Even though the Toronto Zoo has dissolved its long-standing charitable organization they aren’t worried about finding new funds for their $250 million green initiative, officials say.

They’re actually excited about the future.

“I’m so happy we have ended this relationship [with the foundation],” says Councillor Glenn De Baeremaeker, of Ward 38. He has been on the Zoo Board of Management for five years.

Councillor Glenn De Baeremaeker says at the pace the Zoo Foundation was raising funds for new initiatives, the polar bears would be all dead.“It was just a stalemate, they just weren’t doing anything . . . the people on the foundation were nice people, they just couldn’t do their job.”

Calvin White, CEO of the Toronto Zoo since 1986, says when the Zoological Society couldn’t handle its funding in the early days, the city took over. After some time, the zoo took more control over its functions and eventually, The Zoo Foundation was born.

But now, the board says it can take care of its funding needs without the help of foundation.

“I think it’s evolution, organizations change, there’s no fixed model. Some have foundations that work well together and others don’t,” White says.

While The Zoo Foundation was making $1- to $2-million per year, the zoo board provided an additional few million dollars, which came from group memberships that frequent zoo visitors bought.

“At the rate the foundation was going, it would take them 100 years to raise that money. We’d all be dead and so would the polar bears,” De Baeremaeker says.

He hopes the board will be able to raise $25 million per year.

De Baeremaeker pointed out that the board had organized a blueprint with the foundation and a fundraising firm.
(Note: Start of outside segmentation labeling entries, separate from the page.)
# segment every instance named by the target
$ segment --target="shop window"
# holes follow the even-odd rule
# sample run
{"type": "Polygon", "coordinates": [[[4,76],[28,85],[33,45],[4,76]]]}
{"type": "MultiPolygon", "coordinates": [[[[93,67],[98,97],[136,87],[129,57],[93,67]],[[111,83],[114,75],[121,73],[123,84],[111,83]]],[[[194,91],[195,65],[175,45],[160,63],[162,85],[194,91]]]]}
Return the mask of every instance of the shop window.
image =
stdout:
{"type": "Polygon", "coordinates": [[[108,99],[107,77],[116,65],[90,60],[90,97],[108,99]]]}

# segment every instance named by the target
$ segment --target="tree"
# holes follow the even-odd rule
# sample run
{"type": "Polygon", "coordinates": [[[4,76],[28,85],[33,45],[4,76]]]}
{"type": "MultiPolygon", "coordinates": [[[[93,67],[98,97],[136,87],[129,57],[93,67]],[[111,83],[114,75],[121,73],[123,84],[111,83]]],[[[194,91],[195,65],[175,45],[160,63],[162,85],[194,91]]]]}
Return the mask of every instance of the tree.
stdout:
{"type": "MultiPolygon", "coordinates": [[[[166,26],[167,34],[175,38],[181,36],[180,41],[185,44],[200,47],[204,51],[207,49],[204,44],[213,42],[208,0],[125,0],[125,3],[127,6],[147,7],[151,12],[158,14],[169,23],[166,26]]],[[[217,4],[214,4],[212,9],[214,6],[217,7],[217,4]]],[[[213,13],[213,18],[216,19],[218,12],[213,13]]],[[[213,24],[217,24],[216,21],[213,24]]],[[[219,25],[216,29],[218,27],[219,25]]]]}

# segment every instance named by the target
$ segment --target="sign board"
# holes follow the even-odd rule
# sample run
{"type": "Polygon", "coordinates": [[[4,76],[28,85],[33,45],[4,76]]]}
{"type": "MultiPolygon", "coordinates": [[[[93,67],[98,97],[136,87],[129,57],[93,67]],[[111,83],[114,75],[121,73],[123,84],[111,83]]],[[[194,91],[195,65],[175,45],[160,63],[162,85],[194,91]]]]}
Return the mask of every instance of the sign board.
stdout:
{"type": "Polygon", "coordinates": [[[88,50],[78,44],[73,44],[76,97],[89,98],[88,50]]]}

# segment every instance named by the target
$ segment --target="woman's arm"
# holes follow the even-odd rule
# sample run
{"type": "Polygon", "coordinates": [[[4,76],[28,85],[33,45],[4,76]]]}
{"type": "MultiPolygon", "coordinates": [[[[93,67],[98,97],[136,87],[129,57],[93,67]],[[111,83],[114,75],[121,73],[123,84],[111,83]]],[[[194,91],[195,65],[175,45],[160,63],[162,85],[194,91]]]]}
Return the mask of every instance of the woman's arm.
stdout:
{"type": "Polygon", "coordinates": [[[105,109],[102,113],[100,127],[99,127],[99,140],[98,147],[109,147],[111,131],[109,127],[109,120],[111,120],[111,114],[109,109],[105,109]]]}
This blueprint involves contacting high-profile people who are interested in helping to raise money for the green initiative.

The board will work on this plan at the beginning of next year, and in spring 2009, they will put it into action.

The foundation, which consisted of 6 to 12 members, was only in charge of raising money for projects, including this month’s ZooRun.

Calvin White, CEO of the Toronto Zoo, says the dissolution of the Zoo Foundation will not negatively affect the future of Scarborough attraction.“The programs are actually run and operated by zoo staff and only the fundraising flowed through the foundation so the programs will be unaffected,” White said.

De Baeremaeker adds that discussions about in-house funding have been going on for at least half a decade.

“We should all be out there raising a huge volume of money to make the zoo a better place and to do some conservation advocacy work,” says De Baeremaeker. “But we haven’t done that for five years and neither has the foundation.”

The green initiative, which is supposed to take ten years, includes a $21.5 million environmental learning centre and $107.8 million dedicated to research and animal care projects as well as a collaborative breeding project with China for pandas.

“Initially, going green actually costs more,” White says, “but I think over time you’re going to find out that’s going to come down. It’s going to be the way to go and we certainly want to be right up there and lead organizations.”

Following the termination of the Zoo Foundation, Coun. Mike Del Grande stepped down as a board member.

“In any board where you have a number of people, things get discussed and you move ahead based on what the majority thinks,” says White.

White says by the end of this year, the council will have to decide which councillors should be on the zoo board. At this time, a new councillor will be appointed to fill Del Grande’s place.

Phone calls and emails to the former Zoo Foundation and Coun. Raymond Cho, the head of the Zoo Board, were not returned.